We doubt there will be much resistance to this thesis, there are however two important related questions. The first is whether the three deadweight sectors detailed in a 2016 Gallup analysis of productivity, housing, education and healthcare received a shock sufficiently large from the pandemic so that inflation in these sectors falls relative to the general price level and outcomes begin to improve. We have confidence this will occur in housing and healthcare. Healthcare deliverers face an existential threat from the progressive wing of the Democratic Party and have been forced to integrate technology in basic wellness as well as advanced treatment by the pandemic. The work-from-home necessity appears to have increase the mobility of the workforce and crowding into cities or regions thereby reducing the productivity drag we suffered during 30 years of NYC commuting. Education has been a major disappointment during the pandemic, teachers’ unions resisted compelling scientific evidence and held politicians hostage. However, while the Democrats are taking over the federal bureaucracy, they lost ground at the state and local level to the Republicans who were already in the majority. Student loan forgiveness and associated moral hazard threatens to exacerbate the borrowing and cost spiral at the university level. However, competition for public schools from charters seems likely to increase further and the integration of technology as a supplement to traditional in-person learning seems likely to return power to professors and teachers from administrators and unions and slow the cost spiral. Our approach to capitalizing on a turnaround in these deadweight sectors is our healthcare overweight. After three decades of margin contraction, we expect technology integration to reverse that trend. Healthcare is the largest contributor to S&P 500 revenues, however peak margins in 2Q19 were 6.5%, far below the 20.8% peak for the technology sector.

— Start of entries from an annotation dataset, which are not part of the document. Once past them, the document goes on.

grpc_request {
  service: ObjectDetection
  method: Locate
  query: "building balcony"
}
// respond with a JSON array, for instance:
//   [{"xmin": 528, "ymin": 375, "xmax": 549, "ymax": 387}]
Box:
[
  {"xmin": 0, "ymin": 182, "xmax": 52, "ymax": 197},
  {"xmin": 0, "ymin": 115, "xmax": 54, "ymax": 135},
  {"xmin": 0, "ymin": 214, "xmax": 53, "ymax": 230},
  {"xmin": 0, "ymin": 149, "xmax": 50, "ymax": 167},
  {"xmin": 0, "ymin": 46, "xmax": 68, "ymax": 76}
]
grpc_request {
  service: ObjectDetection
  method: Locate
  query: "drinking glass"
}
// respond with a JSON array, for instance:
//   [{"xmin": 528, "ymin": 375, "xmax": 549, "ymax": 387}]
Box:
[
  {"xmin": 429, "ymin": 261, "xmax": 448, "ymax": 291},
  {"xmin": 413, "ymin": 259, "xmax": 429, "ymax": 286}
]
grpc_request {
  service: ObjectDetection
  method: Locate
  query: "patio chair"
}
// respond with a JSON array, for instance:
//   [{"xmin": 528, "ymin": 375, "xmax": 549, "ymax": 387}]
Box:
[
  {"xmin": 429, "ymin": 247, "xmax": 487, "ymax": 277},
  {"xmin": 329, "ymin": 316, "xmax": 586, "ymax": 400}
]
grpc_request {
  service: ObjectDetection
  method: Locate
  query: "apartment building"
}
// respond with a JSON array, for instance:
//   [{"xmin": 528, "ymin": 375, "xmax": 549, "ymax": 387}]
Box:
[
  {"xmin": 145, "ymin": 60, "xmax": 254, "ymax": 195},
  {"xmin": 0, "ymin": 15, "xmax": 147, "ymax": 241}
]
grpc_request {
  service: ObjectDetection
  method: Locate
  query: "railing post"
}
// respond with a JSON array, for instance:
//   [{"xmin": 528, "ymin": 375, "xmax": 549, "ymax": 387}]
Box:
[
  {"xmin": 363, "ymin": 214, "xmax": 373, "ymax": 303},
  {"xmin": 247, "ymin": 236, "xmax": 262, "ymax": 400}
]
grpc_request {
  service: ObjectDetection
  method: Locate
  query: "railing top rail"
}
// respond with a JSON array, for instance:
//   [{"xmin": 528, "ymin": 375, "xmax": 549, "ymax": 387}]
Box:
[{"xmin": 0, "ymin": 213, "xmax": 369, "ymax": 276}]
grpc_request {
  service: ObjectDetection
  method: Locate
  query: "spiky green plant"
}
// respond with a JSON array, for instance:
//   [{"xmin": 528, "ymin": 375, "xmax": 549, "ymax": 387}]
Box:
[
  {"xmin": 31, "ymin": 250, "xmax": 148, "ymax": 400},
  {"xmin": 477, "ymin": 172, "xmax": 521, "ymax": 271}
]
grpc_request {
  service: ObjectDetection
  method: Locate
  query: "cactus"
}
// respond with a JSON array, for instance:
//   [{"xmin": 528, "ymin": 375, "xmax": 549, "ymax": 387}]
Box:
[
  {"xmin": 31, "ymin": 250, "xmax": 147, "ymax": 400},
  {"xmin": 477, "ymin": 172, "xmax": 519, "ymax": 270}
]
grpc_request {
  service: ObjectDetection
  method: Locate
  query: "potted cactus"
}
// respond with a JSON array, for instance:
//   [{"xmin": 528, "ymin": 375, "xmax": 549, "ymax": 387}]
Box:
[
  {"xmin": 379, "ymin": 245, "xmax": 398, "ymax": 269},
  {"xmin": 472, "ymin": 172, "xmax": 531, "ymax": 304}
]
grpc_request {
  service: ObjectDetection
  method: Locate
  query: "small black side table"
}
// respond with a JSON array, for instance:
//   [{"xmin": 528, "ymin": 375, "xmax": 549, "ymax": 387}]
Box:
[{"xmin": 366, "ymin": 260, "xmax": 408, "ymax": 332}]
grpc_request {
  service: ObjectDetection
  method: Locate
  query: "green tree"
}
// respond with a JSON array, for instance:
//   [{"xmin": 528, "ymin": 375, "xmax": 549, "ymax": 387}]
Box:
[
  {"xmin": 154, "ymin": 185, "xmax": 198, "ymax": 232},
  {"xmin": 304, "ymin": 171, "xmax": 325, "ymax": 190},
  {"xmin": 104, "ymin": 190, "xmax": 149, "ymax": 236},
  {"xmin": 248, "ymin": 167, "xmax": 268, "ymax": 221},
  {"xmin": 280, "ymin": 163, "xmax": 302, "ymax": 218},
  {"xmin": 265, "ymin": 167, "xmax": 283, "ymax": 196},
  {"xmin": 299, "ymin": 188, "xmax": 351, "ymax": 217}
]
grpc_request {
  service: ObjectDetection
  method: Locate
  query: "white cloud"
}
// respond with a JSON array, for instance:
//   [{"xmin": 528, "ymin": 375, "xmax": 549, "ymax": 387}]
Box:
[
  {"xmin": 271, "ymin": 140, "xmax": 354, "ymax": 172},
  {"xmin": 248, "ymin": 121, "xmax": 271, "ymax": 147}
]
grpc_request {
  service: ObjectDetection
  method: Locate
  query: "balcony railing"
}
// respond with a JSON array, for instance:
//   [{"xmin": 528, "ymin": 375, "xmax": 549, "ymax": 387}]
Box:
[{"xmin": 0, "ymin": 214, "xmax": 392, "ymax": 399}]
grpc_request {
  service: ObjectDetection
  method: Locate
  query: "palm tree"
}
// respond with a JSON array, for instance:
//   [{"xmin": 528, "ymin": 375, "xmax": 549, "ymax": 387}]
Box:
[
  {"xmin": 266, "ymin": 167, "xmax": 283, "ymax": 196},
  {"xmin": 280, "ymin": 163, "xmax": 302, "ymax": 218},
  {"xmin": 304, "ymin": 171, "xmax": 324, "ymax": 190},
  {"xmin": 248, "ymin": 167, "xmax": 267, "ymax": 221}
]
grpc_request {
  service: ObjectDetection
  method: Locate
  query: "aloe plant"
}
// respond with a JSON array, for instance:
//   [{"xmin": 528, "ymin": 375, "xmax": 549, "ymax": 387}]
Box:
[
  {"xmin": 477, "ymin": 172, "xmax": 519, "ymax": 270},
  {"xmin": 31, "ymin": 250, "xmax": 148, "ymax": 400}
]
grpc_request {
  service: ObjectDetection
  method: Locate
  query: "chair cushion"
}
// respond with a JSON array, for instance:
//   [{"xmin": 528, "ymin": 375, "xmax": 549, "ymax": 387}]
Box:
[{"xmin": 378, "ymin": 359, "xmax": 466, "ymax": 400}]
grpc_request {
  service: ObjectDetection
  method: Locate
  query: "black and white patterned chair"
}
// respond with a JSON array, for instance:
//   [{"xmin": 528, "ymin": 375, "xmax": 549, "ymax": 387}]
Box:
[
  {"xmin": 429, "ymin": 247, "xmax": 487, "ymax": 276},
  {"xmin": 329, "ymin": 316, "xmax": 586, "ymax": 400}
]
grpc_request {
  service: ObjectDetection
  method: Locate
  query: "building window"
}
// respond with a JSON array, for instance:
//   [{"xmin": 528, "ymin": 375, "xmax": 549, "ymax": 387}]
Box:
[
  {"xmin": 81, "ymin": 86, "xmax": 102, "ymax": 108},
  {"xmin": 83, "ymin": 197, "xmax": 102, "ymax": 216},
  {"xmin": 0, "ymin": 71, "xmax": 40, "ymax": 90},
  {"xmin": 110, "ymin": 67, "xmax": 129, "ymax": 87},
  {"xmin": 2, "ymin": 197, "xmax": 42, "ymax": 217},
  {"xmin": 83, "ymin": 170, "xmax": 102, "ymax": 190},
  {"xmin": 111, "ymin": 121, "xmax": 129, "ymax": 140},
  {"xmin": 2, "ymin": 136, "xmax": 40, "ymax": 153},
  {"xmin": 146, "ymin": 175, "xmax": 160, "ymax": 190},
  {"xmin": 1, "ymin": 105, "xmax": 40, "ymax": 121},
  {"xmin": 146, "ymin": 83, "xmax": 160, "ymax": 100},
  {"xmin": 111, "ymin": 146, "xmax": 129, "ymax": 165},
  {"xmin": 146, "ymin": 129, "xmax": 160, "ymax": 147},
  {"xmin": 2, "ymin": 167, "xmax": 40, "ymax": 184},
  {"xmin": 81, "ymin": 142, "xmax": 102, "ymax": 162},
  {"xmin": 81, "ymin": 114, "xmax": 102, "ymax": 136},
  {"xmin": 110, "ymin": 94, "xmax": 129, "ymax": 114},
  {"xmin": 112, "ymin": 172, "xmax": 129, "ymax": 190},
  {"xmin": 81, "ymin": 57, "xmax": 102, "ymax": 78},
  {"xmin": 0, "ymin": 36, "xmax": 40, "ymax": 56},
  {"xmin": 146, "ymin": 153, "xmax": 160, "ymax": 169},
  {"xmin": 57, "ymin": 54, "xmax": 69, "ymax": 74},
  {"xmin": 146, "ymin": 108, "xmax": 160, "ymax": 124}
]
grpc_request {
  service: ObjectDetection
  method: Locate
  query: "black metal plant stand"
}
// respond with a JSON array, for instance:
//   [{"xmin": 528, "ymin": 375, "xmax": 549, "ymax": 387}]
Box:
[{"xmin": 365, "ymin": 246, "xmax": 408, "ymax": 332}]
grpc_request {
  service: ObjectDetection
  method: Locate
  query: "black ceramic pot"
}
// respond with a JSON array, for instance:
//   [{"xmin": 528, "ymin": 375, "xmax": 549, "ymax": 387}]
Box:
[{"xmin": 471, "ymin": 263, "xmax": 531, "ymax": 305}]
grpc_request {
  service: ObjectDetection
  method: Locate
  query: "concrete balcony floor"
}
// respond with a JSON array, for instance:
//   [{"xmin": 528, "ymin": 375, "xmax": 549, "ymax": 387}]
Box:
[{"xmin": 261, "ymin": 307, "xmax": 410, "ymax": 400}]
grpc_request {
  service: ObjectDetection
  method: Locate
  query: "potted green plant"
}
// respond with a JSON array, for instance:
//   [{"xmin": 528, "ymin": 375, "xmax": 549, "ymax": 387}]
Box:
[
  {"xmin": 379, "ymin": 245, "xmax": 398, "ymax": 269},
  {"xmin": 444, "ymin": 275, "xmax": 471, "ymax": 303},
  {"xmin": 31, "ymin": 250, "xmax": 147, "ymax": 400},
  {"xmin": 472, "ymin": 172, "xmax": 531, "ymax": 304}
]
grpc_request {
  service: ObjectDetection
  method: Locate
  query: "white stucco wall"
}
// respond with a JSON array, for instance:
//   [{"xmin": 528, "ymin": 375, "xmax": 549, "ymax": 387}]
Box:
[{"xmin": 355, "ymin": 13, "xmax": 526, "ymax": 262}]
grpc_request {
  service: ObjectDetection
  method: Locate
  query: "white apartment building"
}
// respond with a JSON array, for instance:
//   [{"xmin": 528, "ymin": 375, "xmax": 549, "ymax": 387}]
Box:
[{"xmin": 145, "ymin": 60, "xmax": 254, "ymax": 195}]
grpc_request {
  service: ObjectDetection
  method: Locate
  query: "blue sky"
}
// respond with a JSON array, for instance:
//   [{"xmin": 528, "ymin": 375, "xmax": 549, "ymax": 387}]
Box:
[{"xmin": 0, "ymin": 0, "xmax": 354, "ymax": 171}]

Implementation of this theme: Reduce Technology and Communication Services exposure, increase healthcare, industrials, financials and consumer exposure as the benefits of digitization migrate from the producers to users.
Rebuilding the US Capital Stock
The two strongest decades for nonresidential fixed investment (NFRI) were the ‘60s and the ‘90s. In both cases real investment grew at twice the post-WWII average of 4.5% following significant supply-side tax reform. In the first case, tax reform began early in the cycle, in the second tax reform was enacted late in the previous cycle as is currently the case. Both cycles began with relatively low and stable inflation expectations. The Georgia Senate runoff elections could degrade the outlook somewhat, though the economic case for stronger capex was in place prior to the passage of the Tax Cuts & Jobs Act. The balance of this section is a reprint with some minor modifications from last week’s 2021 Outlook. Please skip ahead if you read last week’s note.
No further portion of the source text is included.